No se trata de transformarlas en centros hospitalarios, pero sí de proporcionales los equipos médicos acordes a las necesidades de sus residentes. Y sobre todo evitar que, como ha pasado, no hubiera manera de derivarlos a los hospitales.

¿Qué hacen falta más respiradores, más mascarillas, guantes o equipos de protección?

¿Acaso no es España uno de los países más ricos del mundo?

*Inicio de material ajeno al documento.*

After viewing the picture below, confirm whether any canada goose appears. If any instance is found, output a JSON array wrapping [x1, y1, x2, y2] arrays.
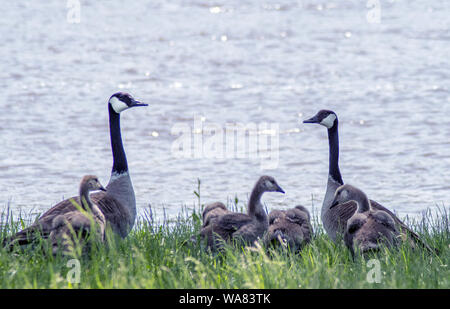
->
[[49, 175, 106, 254], [264, 205, 313, 251], [331, 184, 400, 258], [4, 92, 147, 245], [200, 176, 284, 250], [303, 110, 433, 252]]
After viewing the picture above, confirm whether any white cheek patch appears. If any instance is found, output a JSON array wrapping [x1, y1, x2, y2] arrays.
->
[[266, 180, 273, 189], [109, 97, 128, 114], [320, 114, 336, 129]]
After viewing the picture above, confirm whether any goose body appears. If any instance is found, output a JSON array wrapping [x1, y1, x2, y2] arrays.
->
[[49, 175, 106, 254], [4, 92, 147, 245], [200, 176, 284, 250], [303, 110, 432, 251], [264, 205, 313, 251], [331, 184, 400, 257]]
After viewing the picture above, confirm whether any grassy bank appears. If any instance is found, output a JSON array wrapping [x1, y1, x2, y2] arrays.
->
[[0, 202, 450, 289]]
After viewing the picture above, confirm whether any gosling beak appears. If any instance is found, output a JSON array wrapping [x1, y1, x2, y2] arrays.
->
[[303, 115, 320, 123], [130, 99, 148, 107]]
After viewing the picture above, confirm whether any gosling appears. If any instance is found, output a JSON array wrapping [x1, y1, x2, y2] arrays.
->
[[49, 175, 106, 255], [264, 205, 313, 252], [331, 184, 400, 259]]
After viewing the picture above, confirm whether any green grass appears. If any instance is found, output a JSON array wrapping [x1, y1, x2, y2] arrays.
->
[[0, 202, 450, 289]]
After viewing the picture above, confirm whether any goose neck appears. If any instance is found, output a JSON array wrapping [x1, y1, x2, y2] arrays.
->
[[328, 123, 344, 185], [248, 186, 267, 220], [108, 104, 128, 174]]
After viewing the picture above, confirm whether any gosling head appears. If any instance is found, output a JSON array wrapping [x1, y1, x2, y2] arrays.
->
[[330, 184, 366, 208], [303, 109, 338, 129], [257, 176, 285, 193], [80, 175, 106, 192], [108, 92, 148, 114]]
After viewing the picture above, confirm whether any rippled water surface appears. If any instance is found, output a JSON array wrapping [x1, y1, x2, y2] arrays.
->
[[0, 0, 450, 219]]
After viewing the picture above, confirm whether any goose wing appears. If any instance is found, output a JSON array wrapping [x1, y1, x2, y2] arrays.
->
[[216, 213, 252, 233]]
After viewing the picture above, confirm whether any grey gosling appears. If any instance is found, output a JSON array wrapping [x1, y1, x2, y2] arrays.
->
[[264, 205, 313, 252], [3, 92, 147, 247], [200, 176, 284, 250], [331, 184, 400, 259], [49, 175, 106, 254], [303, 110, 434, 252]]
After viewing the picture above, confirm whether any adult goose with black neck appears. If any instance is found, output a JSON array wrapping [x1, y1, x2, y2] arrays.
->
[[200, 176, 284, 250], [4, 92, 147, 245], [303, 110, 433, 251]]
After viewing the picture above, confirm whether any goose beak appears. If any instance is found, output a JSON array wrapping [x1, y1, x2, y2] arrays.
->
[[330, 200, 339, 209], [130, 99, 148, 107], [303, 115, 320, 123], [276, 185, 286, 194]]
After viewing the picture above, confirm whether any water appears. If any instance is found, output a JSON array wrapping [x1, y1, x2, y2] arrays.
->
[[0, 0, 450, 220]]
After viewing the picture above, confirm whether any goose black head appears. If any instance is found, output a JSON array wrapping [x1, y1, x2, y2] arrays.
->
[[303, 109, 337, 129], [81, 175, 106, 191], [258, 176, 285, 193], [330, 184, 365, 208], [108, 92, 148, 114]]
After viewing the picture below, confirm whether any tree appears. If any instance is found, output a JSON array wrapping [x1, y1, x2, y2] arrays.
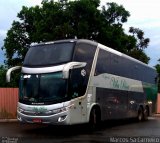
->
[[0, 65, 19, 87], [127, 27, 150, 64], [155, 59, 160, 93], [3, 0, 149, 67]]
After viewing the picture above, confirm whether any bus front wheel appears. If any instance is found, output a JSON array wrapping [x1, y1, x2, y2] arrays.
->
[[89, 107, 101, 129]]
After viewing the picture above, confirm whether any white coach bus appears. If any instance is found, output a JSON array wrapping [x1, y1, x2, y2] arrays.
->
[[6, 39, 157, 125]]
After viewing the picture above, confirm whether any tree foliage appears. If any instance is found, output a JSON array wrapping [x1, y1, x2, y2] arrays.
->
[[3, 0, 149, 67], [0, 65, 19, 87]]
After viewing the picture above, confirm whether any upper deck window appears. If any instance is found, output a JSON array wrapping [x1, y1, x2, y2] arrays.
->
[[23, 42, 75, 67]]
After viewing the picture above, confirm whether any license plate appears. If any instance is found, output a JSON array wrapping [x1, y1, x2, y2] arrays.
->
[[33, 118, 42, 123]]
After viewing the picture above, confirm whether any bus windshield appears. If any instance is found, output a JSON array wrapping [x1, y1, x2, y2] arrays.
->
[[19, 72, 68, 105], [23, 42, 74, 67]]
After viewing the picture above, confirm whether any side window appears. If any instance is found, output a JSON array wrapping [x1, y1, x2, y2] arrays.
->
[[95, 49, 110, 75], [73, 42, 97, 90]]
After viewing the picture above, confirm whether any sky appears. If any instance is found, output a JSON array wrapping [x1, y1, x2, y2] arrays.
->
[[0, 0, 160, 66]]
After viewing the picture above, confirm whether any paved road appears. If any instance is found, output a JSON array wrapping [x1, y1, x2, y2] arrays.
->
[[0, 117, 160, 143]]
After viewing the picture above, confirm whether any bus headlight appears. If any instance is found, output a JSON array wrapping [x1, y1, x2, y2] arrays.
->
[[17, 107, 25, 113], [47, 104, 74, 114]]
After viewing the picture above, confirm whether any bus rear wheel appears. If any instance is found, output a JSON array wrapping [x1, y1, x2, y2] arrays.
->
[[89, 107, 101, 130]]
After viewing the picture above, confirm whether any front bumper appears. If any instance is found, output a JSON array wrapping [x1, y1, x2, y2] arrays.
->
[[17, 111, 70, 125]]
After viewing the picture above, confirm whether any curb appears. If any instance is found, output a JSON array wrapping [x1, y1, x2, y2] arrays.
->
[[0, 119, 18, 123]]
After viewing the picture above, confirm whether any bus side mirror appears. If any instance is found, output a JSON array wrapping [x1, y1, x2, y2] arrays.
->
[[6, 66, 21, 82], [63, 62, 87, 79]]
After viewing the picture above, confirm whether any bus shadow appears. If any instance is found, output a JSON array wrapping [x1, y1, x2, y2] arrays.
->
[[19, 119, 140, 138]]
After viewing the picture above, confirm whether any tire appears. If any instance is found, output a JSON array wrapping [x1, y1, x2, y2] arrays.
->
[[89, 107, 101, 130], [137, 107, 144, 122], [143, 107, 149, 121]]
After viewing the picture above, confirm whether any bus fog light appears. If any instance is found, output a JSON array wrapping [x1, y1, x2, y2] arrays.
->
[[58, 115, 67, 122]]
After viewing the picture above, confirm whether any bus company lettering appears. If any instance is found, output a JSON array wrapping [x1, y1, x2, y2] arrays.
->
[[110, 77, 129, 90]]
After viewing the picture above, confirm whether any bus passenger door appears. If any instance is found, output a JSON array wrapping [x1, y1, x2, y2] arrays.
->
[[68, 68, 86, 124]]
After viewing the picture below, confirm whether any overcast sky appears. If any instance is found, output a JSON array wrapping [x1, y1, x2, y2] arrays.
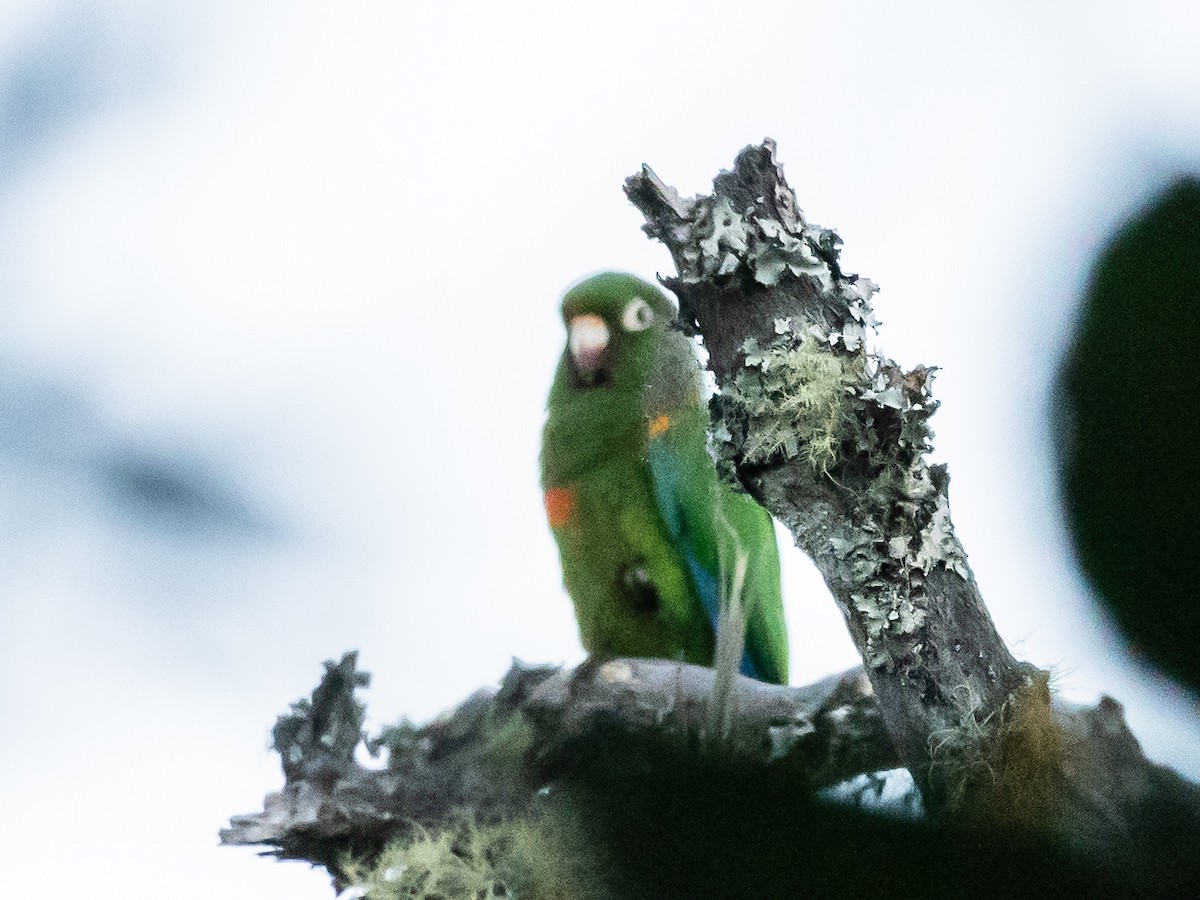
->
[[0, 0, 1200, 900]]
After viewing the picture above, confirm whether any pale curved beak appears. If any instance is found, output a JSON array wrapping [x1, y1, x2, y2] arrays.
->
[[566, 313, 610, 376]]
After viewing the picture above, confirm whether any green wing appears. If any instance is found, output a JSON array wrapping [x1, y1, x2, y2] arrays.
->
[[647, 407, 787, 684]]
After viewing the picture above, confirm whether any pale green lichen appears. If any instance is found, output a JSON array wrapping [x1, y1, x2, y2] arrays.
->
[[660, 154, 970, 666], [722, 334, 859, 473], [340, 814, 610, 900]]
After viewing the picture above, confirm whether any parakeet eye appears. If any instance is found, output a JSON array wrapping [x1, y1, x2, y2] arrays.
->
[[620, 296, 654, 331]]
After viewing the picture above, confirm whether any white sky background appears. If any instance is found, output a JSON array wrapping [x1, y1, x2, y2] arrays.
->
[[0, 0, 1200, 900]]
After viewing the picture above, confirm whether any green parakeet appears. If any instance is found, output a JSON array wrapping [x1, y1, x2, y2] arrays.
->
[[541, 272, 787, 684]]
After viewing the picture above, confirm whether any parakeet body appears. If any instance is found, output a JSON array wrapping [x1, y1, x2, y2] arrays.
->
[[541, 272, 787, 684]]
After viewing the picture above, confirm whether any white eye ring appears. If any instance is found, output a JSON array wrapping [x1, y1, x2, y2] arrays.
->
[[620, 296, 654, 331]]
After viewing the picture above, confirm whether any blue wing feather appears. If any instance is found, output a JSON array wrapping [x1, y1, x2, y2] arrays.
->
[[646, 440, 760, 678]]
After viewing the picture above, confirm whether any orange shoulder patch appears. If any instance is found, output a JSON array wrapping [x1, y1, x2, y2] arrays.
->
[[544, 487, 575, 528]]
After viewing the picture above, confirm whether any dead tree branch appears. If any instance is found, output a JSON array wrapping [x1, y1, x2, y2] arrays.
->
[[625, 140, 1200, 850], [221, 654, 898, 868]]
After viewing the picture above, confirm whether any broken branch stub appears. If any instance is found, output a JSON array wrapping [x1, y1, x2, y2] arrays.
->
[[625, 140, 1033, 810]]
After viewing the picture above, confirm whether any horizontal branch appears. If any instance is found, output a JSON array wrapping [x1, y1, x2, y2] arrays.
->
[[625, 140, 1033, 810], [221, 653, 898, 866]]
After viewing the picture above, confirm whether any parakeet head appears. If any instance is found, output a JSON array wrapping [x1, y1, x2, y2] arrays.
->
[[563, 272, 683, 390]]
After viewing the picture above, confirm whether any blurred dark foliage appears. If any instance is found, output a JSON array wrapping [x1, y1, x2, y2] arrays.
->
[[1060, 178, 1200, 688]]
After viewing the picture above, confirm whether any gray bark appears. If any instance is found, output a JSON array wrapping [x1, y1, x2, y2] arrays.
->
[[221, 654, 898, 865]]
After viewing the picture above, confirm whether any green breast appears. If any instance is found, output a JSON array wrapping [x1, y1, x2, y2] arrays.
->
[[547, 451, 713, 665]]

Y si hace falta se gasta menos en defensa, menos en trenes o carreteras, en las asociaciones de feminazis, o en las absurdas políticas de enchufismo de ineptos. Y si aún no llega, nos bajamos todos el sueldo. Pero no puede permitirse que el espectáculo de muerte que hemos vivido vuelva a suceder.

Nuestros mayores son más que una estadística del “Aló Presidente”. Yo no entro a valorar la mayor o menor empatía de los gobernantes, entre otras cosas porque es evidente que carecen de ella. Pero soy consciente de que un pueblo acaba pecando por los actos de sus gobernantes, pues bien por cobardía, bien por un malentendido sentido de la obediencia, asume sus decisiones creyendo que ni son propias ni les alcanzan sus consecuencias. Pero todo en la vida tiene su reacción, y habrá un momento en que reflexionemos sobre lo que fue o lo que pudo haber sido. Y llegado ese instante no quiero ni imaginar la desolación de quienes pudiendo haber actuado dejaron pasar la oportunidad de hacer de su país un lugar de encuentro, una sociedad responsable, y un pueblo cuya educación empezara en el respeto a sus mayores.

PDA: Protégenos bajo tus alas, San Rafael.